Harry Diamond achieved a degree of fame in his forties, when some of his photographic portraits were acquired by the National Portrait Gallery, and Lucian Freud's paintings of him were widely shown. Yet he was an omnipresent figure to several generations of Soho habitués, musicians and painters, long before that. Inevitably, when Frank Norman's 1959 book about Soho, Stand on Me, was published, it was Harry Diamond who was pictured talking to him on Herb Greer's classic cover.
Harry knew everybody in the Soho of the time and it was something of a paradox that everybody knew him, was fond of him, and yet tended to avoid him. He was a frustrated and abrasive character, an Ancient Mariner, much given to immobilising people for long periods while he harangued them on the iniquities of governments, officialdom or the politics of Soho jazz clubs.
He was born in South-east London in 1924 to a trading family (his father was a successful tailor) who were by the standards of the time, relatively comfortable. He left home at 14, and his life between then and his appearance in early-Fifties Soho remains a complete blank. He never discussed these missing years with anyone. Somehow, by 1950, he had acquired a thick, frequently impenetrable accent that, as the guitarist Pete Emery said, "sounded as if he had just got off the boat from Russia".
Why he constructed this working-class ethnic persona remains a mystery. He was volubly anti-racist, with little time for those he regarded as "professionally Jewish". Right at the end of his life, knowing he had to enter a nursing home, he refused to go to a Jewish establishment on the grounds that it was a form of segregation.
He was for many years a stage-hand, switching between the Palladium and Covent Garden. During lay-offs he worked on the street bookstall I ran in the evenings outside Foyle's. Sales tended to slump a bit during Harry's tenure. I would sometimes return to the stall to find him ignoring paying customers while earnestly spluttering out improbable tales of Soho low-life to Colin MacInnes or Laurie Taylor.

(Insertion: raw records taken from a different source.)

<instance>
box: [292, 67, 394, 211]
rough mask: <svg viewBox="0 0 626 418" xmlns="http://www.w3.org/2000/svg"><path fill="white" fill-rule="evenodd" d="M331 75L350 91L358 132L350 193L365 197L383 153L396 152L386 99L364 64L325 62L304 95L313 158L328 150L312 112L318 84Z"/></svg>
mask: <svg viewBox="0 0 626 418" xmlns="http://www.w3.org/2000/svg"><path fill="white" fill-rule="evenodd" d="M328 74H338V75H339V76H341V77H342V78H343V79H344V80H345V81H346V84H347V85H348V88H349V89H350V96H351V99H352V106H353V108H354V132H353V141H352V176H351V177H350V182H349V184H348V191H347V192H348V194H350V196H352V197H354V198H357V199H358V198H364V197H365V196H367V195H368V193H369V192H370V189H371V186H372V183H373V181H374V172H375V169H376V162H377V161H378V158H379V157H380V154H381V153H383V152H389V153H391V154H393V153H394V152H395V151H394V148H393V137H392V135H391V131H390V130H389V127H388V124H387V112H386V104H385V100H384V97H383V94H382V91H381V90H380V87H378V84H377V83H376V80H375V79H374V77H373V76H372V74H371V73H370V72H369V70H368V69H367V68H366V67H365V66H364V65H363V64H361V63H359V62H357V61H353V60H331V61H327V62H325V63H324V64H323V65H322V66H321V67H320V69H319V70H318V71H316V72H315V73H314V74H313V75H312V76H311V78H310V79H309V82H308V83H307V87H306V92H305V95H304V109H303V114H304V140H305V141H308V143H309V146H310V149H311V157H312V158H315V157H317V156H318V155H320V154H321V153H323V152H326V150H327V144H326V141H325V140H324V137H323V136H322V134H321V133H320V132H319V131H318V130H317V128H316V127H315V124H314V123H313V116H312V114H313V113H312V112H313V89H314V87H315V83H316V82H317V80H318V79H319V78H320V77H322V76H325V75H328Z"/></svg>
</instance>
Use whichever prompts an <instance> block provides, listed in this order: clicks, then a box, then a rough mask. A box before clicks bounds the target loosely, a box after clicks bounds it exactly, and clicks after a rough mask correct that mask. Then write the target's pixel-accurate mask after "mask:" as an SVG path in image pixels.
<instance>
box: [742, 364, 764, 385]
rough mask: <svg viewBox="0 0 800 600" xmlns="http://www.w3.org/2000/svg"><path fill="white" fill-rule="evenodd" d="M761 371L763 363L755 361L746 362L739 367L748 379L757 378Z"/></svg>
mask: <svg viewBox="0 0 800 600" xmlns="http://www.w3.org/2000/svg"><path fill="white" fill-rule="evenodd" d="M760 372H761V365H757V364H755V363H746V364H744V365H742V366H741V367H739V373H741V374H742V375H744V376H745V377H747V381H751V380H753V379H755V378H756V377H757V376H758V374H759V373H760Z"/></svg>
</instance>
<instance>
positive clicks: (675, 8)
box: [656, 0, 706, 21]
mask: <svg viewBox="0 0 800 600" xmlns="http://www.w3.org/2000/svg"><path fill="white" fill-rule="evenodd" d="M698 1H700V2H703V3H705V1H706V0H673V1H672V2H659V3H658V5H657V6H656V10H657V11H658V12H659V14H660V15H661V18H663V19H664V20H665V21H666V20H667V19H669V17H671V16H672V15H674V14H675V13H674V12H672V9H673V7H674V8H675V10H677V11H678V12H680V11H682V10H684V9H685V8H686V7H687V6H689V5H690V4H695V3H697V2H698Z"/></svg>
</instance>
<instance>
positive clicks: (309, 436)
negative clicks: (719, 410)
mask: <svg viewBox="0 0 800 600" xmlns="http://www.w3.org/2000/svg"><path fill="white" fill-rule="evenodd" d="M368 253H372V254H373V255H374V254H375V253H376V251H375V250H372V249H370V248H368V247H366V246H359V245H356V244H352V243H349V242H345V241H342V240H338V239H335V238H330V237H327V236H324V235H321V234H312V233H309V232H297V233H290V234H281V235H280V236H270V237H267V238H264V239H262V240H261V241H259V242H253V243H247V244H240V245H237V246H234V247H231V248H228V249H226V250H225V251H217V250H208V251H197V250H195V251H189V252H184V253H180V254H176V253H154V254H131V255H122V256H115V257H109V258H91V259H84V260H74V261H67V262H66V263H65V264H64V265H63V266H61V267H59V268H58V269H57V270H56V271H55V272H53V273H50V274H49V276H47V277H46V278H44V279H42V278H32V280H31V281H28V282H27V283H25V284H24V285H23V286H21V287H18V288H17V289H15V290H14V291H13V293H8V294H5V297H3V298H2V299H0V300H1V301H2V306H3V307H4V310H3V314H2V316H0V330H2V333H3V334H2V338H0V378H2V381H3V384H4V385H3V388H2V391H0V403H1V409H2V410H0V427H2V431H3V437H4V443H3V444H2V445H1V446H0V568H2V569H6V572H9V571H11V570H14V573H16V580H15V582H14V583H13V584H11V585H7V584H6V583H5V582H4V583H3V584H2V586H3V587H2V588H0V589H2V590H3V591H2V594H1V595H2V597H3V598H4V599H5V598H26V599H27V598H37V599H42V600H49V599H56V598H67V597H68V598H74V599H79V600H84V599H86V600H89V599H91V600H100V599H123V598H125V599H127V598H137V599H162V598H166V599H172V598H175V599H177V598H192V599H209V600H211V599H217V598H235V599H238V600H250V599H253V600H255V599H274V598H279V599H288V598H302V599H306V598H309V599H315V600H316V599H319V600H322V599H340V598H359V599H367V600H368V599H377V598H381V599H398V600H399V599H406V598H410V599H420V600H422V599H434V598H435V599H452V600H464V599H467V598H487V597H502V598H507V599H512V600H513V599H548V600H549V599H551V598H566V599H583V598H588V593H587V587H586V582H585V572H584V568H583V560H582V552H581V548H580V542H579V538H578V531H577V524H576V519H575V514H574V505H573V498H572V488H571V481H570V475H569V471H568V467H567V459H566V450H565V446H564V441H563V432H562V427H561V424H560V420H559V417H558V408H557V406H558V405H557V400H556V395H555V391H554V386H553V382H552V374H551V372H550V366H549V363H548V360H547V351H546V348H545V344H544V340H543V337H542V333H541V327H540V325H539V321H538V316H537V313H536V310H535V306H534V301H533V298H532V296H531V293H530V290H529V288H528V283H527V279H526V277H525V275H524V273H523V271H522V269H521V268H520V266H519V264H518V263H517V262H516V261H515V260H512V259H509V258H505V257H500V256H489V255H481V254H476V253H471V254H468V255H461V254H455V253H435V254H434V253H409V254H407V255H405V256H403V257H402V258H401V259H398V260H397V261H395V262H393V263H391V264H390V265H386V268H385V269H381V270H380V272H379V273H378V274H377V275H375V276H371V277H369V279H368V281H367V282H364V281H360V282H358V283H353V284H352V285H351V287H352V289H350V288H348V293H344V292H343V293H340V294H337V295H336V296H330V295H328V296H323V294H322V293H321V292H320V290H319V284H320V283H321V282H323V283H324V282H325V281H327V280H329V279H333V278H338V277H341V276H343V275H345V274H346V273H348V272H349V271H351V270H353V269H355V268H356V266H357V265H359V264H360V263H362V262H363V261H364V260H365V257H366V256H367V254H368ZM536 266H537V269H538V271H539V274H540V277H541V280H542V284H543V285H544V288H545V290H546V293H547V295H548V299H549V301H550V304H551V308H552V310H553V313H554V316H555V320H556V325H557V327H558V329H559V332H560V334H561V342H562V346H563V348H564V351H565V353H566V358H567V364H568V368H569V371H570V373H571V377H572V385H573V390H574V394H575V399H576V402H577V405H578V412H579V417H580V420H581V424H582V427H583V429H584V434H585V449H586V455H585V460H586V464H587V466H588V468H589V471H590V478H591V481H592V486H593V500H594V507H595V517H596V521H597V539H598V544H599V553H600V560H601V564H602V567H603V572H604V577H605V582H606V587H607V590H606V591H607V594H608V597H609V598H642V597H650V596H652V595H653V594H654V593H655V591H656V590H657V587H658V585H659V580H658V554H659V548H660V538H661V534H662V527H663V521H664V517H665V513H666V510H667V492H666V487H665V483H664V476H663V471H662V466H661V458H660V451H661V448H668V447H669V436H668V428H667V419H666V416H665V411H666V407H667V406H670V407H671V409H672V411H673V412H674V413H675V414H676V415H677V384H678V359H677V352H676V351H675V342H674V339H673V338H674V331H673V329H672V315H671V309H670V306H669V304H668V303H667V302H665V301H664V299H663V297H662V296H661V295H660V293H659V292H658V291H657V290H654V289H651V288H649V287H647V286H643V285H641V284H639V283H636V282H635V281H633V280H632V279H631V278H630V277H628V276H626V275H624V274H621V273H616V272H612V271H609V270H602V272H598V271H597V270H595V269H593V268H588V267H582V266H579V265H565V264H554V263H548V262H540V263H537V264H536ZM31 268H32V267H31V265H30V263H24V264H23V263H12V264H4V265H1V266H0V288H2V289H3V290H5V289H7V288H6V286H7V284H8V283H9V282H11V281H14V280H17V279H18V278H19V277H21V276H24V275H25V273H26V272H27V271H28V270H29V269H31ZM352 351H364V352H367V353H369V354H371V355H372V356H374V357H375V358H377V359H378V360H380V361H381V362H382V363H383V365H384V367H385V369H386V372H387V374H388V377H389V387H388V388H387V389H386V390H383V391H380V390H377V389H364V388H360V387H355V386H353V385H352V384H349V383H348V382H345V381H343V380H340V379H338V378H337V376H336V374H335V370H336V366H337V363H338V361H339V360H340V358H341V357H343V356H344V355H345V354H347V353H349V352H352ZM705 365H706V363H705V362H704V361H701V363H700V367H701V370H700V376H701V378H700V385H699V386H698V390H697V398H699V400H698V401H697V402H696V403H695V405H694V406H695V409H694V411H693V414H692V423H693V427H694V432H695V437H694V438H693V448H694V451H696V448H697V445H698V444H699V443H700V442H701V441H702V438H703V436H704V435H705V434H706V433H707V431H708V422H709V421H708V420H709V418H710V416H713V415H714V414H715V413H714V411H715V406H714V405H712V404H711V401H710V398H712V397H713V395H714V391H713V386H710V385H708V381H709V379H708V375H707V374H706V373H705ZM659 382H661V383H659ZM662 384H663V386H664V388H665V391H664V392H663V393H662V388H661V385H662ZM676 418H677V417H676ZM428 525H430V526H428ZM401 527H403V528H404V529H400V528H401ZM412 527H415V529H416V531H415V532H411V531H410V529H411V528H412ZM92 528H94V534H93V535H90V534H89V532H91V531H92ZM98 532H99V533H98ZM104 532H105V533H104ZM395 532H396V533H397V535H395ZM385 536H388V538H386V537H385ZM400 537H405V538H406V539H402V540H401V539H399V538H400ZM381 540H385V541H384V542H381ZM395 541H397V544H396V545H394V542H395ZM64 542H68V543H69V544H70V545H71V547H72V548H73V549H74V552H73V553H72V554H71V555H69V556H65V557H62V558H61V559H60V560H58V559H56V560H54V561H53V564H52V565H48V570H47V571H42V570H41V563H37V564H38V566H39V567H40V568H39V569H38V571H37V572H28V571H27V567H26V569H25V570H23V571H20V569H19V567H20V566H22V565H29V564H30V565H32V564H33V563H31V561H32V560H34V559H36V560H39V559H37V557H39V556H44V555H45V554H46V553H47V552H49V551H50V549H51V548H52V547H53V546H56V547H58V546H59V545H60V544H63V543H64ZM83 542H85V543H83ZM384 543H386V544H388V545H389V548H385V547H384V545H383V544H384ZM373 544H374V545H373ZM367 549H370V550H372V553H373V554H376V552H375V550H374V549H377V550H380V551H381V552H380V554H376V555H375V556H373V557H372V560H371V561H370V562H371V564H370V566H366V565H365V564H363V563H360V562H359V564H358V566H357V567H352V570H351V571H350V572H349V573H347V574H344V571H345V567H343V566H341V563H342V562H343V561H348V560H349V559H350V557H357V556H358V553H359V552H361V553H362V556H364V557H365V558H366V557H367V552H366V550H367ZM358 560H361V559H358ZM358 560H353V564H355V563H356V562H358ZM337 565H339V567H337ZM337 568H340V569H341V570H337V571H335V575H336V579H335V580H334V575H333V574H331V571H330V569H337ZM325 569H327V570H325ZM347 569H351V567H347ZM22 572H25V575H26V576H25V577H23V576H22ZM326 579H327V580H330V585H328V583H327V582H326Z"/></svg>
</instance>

It was Harry who first cashed a cheque for MacInnes, who said in a column somewhere that the stall was the only place where you could cash a cheque at midnight. As a result the stall tended to be beseiged around that time by dubious characters with even more dubious cheque-books, seeking financial aid.
Later I offered Harry the stock and barrow for the daytime stall I had off Cambridge circus, where Bernie Kops also held court. One day, after a bad week, he tipped all the stock on to a waste site, pushed the barrow on top of it and walked away; a typically impulsive action. He moved on to other Soho jobs, for a while becoming a sort of "character-in-residence" at Ronnie Scott's. During this period Scott went to the palace to collect his OBE. On his return his partner Pete King asked how the event had gone and added: "Did she ask about Harry Diamond?"
Eventually, though, he returned to his primary work as a stage-hand, now at the Palladium. Contact with the stage photographer Michael Peto gave him an interest in photography that he developed with the same manic intensity which he brought to jazz and his particular version of jazz-dancing. The latter was an astonishing spectacle, seemingly anticipating break-dancing in Britain by several years.
In photography, both portraits and street scenes, he found his true metier, creating famous portraits of Lucian Freud, Francis Bacon and Eduardo Paolozzi among many. In Freud's case at least, he was returning a favour, as Diamond had sat for Freud as early as 1951. This was for the painting Interior at Paddington, part of an Arts Council Festival of Britain commission. The architect John Lapthorne, who had known Diamond in his own Soho days as a student, tells of his astonishment when wandering round the Museum of Modern Art in New York on suddenly being confronted with a life-size Harry Diamond on the wall.
The National Portrait Gallery picked up a number of Diamond's portraits and he returned that gesture by leaving the bulk of his unsold work, his camera and working tools to the NPG. For a while his work was fashionable, but difficulties in persuading him to exhibit led to a loss of interest and when I last met him in the Wenlock, a pub off City Road, listening to the ex-Humphrey Lyttelton pianist Johnny Parker, he told me he was finished with photography as there was no money in it.
Neither part of this comment was strictly true, perhaps, but he certainly fell out of the public eye – although he could still be found in the specialist jazz-record shops most Saturday afternoons and was not obviously impecunious.
His funeral took place on 23 December 2009. It is perhaps typical of the affection with which the jazz world regarded him that one of Britain's premier saxophonists, Alan Barnes, rose at 7am in order to play at his funeral. He was possibly the last of the great Soho eccentrics from a time that also numbered Jeffrey Bernard, Sidney Knight, Ironfoot Jack and George Melly. He was a difficult man, but many will miss him and mourn the loss of this autodidact talent.
Harry Diamond, photographer: born London 25 August 1924; died London 3 December 2009.